WOAD's API

Extending and Customizing WOAD

Abstract:

This document describes the structures and interfaces of the WOAD system at the level required for extending and customizing it. The intended audience is web-page and software developers -- its purpose is both to help you integrate WOAD into an existing suite of applications, and to help you make existing applications and documentation (such as cross-indexers, pretty-printers, and web-accessible reference material) useful in the WOAD environment.

The structures and interfaces described here correspond loosely to the data structures and application programming interfaces of a conventional but customizable software application (EMACS is perhaps the classic example). However, WOAD is a web application, not a word processor or software development kit -- the structures and interfaces described here are for the most part such things as directory structures, file formats, XML schemata, and naming conventions.

Contents


    1: The WOAD Tree
        1.1: The .notes subtree
        1.2: The .source subtree
        1.3: The .word subtree
        1.4: The .Woad subtree
    2: WOAD Web Pages and their Tagsets
    3: Index Files and Databases
    4: Word Contexts and Indices
        4.1: Specifics
        4.2: Occurrences
    5: Annotation and Documentation Files
    6: Listers, Parsers and Formatters

1: The WOAD Tree

Note: Watch out for empty files in Woad's annotation directories.
If somebody has done, e.g., touch ~/.pia/.words/foo and you later ask for /.words/foo you get a ``document contains no data'' error, which is perfectly correct but potentially confusing, especially in .words where you're expecting a directory listing. This can easily happen if someone is ``playing around'' in the annotation directories, creating files just to see what happens.

1.1: The .notes subtree

The ``subtree'' that contains Woad's page (URL) annotations has by far the simplest structure: every URL on the server corresponds to a directory in the .notes subtree that contains the annotations for that URL. Note that this is true even if the URL corresponds to an ordinary file with an extension: the annotation for /.../foo.html will be contained in a directory called /.notes/.../foo.html/.

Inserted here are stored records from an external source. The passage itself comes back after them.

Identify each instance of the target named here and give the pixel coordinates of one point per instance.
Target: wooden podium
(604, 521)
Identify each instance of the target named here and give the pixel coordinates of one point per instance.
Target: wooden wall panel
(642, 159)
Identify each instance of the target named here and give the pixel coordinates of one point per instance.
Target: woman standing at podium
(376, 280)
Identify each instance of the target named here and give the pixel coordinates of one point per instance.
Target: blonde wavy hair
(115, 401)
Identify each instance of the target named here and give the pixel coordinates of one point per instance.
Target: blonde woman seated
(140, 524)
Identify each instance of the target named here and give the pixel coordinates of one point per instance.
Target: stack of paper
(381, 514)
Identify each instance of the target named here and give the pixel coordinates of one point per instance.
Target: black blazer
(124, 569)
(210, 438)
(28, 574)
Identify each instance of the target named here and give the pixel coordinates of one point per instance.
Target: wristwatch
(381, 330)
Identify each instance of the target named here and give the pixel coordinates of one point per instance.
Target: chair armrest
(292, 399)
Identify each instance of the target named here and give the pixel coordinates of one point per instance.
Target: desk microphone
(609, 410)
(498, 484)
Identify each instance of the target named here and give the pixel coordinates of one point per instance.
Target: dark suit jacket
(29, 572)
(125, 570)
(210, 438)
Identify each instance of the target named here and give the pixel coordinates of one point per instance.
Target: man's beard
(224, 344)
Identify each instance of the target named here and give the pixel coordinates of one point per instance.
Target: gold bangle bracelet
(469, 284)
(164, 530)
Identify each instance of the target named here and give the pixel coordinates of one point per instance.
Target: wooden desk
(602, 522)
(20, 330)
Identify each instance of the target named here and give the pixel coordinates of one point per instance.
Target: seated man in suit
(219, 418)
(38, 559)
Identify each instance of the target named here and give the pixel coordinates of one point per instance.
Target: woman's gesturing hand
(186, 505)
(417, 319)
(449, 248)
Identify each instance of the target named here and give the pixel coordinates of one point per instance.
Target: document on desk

There's only one additional ``catch'' -- most Woad servers don't use the prefix /.notes: the root of the annotation tree is the root of the Woad web server. This makes for a particularly trivial mapping between target URL's and Woad annotation URL's: just change the server name. If the Woad and target servers are on the same machine, it's even easier: just change the port number.

There are two exceptions to this. The first is for applications where the Woad annotations are on the same server as the target. (This is true of the PIA, for example; it might also be done on an intranet.) The second is for Woad trees that don't correspond to a web application at all -- for example, you might be using Woad as a directory-tree browser with annotations. This second technique allows Woad to be added to any development environment.

1.2: The .source subtree

Things are slightly more complex in the .source subtree, because it effectively ``overlays'' the actual source directory tree -- a URL of .source/.../foo.html is supposed to retrieve the source listing of foo.html, and this is done by actually retrieving foo.html and marking it up on the fly.

Underneath it all there are two parallel directory trees: one under the Woad server's document root (typically ~/.woad for a personal Woad server running on Unix), making the source annotation directory ~/.woad/.source, and one under the source root, passed to the Woad server on the command line with the source=path option. Whenever a URL starting with /.source is requested, the Woad server looks in both places: first under its own root, then under the source root.

Hence, annotations for foo.html have to be contained in a special .notes subdirectory of the annotation directory that corresponds to foo.html's parent directory. This could also have been done for directories (putting the annotations for the source directory .../bar/ under the annotation directory .../bar/.notes/), but it wasn't.

One advantage of this seemingly clumsy arrangement is that the necessary index files, and even Woad annotations, can be prepackaged and shipped with the source files of a Woad-aware web application. The biggest advantage, though, is that it lets the Woad server format HTML and XML source files by simply redefining the tags, in effect applying a (rather drastic) stylesheet-like transformation to them.

In fact, Woad goes farther still: it handles other languages, for example Perl and C, by parsing them into the same internal representation used by the XML and HTML parsers and then applying essentially the same set of style transformations.

Finally, some Woad administrators may choose to eliminate the distinction between source tree and source annotation tree, and keep the annotations directly in the sources all the time. This is not recommended when there are multiple developers and each developer has their own complete working copy of the source code (under a version control system like CVS) -- in this case it's better to share the annotations but keep the code separate. It does work when everyone is working in the same source tree, and a version control system like RCS is used to lock the files being edited.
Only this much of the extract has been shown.